Building pipelines
Before constructing pipelines, let’s briefly recap two key concepts from the previous chapter: currying and partial application. These techniques are fundamental to creating flexible, reusable function components that serve as excellent pipeline building blocks.
Currying, as we learned, transforms a function that takes multiple arguments into a sequence of functions, each accepting a single argument. Here’s an example:
Func<int, int, int> add = (a, b) => a + b; Func<int, Func<int, int>> curriedAdd = a => b => a + b;
Partial application, on the other hand, involves fixing a number of arguments to a function, producing another function with fewer parameters:
Func<int, int, int> multiply = (a, b) => a * b; Func<int, int> triple = x => multiply(3, x);
These concepts naturally lead on to pipeline construction. By currying functions or partially applying them, we create specialized, single-purpose functions that can be easily composed into pipelines. This approach allows us to do the following:
- Break down complex operations into simpler, more manageable pieces
- Reuse these pieces across different pipelines or contexts
- Create more expressive and readable code by chaining these specialized functions
For instance, consider a pipeline for processing game data:
var processGameData = LoadData() .Then(ValidateData) .Then(TransformData) .Then(SaveData);
Each step in this pipeline could be a curried or partially applied function, allowing for easy customization and reuse. As we explore pipeline construction further, remember how currying and partial application can be leveraged to create more flexible and powerful pipelines.

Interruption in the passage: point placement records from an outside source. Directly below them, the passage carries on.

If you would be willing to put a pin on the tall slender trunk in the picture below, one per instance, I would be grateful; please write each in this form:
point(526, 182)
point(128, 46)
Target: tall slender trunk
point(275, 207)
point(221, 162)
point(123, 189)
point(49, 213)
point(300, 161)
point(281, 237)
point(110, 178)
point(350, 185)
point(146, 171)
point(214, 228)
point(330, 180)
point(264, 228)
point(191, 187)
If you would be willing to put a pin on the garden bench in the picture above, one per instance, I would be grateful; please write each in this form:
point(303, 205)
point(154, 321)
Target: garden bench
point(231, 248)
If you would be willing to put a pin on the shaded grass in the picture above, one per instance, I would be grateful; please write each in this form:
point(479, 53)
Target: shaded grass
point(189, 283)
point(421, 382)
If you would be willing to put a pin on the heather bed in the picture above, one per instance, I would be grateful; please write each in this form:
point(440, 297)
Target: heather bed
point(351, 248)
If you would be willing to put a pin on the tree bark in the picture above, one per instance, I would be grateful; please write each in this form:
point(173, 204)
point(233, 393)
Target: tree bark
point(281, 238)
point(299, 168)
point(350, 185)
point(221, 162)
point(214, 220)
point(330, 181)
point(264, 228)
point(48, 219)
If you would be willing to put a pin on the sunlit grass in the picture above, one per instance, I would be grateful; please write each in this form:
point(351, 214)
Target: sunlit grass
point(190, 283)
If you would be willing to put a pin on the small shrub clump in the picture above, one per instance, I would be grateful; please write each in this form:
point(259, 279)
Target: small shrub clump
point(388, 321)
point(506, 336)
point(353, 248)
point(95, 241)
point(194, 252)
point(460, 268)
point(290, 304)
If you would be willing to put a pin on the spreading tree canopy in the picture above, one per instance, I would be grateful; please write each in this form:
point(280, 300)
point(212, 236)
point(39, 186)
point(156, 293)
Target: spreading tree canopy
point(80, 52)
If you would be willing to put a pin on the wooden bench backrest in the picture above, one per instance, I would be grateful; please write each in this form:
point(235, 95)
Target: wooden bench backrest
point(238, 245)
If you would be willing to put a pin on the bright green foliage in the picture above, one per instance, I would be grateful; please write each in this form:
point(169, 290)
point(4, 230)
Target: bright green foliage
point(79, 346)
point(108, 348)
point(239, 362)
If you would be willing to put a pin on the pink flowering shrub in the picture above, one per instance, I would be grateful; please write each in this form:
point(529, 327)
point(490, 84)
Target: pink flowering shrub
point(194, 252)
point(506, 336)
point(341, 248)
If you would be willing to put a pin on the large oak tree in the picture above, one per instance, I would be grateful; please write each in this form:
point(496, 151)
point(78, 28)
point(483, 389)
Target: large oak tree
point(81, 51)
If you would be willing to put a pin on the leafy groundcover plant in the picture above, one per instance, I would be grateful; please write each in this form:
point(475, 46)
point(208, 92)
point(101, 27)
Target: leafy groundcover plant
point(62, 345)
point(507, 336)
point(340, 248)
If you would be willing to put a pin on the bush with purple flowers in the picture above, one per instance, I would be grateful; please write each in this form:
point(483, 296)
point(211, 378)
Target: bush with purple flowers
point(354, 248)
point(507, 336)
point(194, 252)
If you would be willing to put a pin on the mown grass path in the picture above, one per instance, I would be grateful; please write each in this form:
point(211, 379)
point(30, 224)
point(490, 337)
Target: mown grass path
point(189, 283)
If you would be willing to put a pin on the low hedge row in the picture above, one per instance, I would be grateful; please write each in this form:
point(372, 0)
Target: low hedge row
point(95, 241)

Now, let’s move on to building pipelines.
Pipelines process data through a sequence of processing steps, each represented by a function. This approach is particularly useful for tasks that require multiple transformations, validations, or computations. You most probably have already encountered pipelines while using LINQ to manipulate collections.
Let’s consider a real-world scenario: an Extract, Transform, Load (ETL) process for publishing manuscripts. This process involves several steps:
- Extracting (querying) the manuscript from a database
- Validating its content
- Transforming it into the required format
- Loading (submitting) it for publication
Each step can be represented as a function, and we can use a pipeline to streamline this process. To do this, let’s create a method that applies a sequence of functions to an initial value, passing the result of each function to the next, and name it Pipe
:
public static T Pipe<T>(this T source, params Func<T, T>[] funcs) { return funcs.Aggregate(source, (current, func) => func(current)); }
Let’s consider book manuscript processing: querying the manuscript from a database, validating its content, transforming it into the required format, and finally submitting it for publication:
public class Manuscript { public string Content { get; set; } public bool IsValid { get; set; } public string FormattedContent { get; set; } } public Manuscript Query(Manuscript manuscript) { // Simulate querying the manuscript from a database manuscript.Content = "Original manuscript content."; return manuscript; } public Manuscript Validate(Manuscript manuscript) { // Simulate validating the manuscript manuscript.IsValid = !string.IsNullOrWhiteSpace(manuscript.Content); return manuscript; } public Manuscript Transform(Manuscript manuscript) { // Simulate transforming the manuscript content if (manuscript.IsValid) { manuscript.FormattedContent = manuscript.Content.ToUpper(); } return manuscript; } public Manuscript Submit(Manuscript manuscript) { // Simulate submitting the manuscript for publication if (manuscript.IsValid) { Console.WriteLine($"Manuscript submitted: {manuscript.FormattedContent}"); } else { Console.WriteLine("Manuscript validation failed. Submission aborted."); } return manuscript; }
Here’s how we might execute this flow without using the Pipe
method:
public void ExecutePublishingFlow(Manuscript manuscript) { manuscript = Submit( Transform( Validate( Query( manuscript)))); }
Now, using the Pipe
method, our code becomes 10 times better:
public void ExecutePublishingFlow(Manuscript manuscript) { manuscript .Pipe(Query) .Pipe(Validate) .Pipe(Transform) .Pipe(Submit); }
Of course, it adds a bit of overhead, and the program might work noticeably more slowly, but it’s so much easier and faster to read!